On the other hand, acidosis can result from feeding too much concentrates or where the concentrate results in rapid fermentation within the rumen.
Rapid fermentation, particularly where cereals have been finely ground, reduces the growth of bacteria that digest fibre. This leads to a fall in roughage intake and poor rumination. The concentrate becomes a substitute for roughage rather than a supplement. The tendency by some meal compounders to grind cereals rather than just break the grain is detrimental to good sheep nutrition.

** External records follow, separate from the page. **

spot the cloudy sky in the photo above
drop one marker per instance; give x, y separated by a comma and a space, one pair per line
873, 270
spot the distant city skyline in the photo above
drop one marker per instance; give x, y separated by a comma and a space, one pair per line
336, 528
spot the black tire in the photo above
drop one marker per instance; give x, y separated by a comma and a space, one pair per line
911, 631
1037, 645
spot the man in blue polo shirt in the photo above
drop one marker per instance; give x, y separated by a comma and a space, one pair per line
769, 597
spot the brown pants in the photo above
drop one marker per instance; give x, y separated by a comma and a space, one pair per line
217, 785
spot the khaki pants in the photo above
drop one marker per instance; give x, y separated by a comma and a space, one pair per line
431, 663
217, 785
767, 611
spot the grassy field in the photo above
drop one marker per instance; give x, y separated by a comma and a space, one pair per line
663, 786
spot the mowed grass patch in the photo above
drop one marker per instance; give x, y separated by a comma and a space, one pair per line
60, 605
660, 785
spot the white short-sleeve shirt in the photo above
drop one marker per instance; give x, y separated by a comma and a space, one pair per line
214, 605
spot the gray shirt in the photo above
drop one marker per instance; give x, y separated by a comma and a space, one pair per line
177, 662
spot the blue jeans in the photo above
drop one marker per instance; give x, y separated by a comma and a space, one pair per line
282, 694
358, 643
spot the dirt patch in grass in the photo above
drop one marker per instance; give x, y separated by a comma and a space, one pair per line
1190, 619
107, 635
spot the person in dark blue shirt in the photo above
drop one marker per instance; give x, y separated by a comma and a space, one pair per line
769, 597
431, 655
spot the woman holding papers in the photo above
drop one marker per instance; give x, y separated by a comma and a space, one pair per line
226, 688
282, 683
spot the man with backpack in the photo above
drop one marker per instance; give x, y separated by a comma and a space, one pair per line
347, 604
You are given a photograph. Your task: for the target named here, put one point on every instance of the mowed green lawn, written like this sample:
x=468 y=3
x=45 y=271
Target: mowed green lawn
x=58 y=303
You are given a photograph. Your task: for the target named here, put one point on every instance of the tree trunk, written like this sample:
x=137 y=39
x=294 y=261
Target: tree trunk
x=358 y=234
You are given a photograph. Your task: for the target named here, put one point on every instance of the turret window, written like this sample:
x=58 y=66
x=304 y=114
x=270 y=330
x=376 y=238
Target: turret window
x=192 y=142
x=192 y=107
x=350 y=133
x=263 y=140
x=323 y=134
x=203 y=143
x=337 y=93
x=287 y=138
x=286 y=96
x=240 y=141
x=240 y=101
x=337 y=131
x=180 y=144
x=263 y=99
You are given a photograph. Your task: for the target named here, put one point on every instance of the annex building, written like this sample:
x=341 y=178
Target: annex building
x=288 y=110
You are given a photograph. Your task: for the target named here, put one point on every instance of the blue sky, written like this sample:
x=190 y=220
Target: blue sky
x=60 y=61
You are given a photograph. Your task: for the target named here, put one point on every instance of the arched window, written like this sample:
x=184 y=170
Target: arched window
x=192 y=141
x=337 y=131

On the practical side, once feeding levels exceed 0.5kg/day, the animals should be fed twice daily.
Check ewe condition three to four weeks pre-lambing (this can easily be done when administering the pre-lambing clostridial booster) and adjust feed level accordingly.
Be careful with ewes carrying singles as high feed levels at this stage can result in oversized lambs. Take particular note of the first ewes that lamb. Do they have an ample supply of free-flowing colostrum? Adjusting feed/protein levels can rectify a low colostrum problem within a three or four-day period.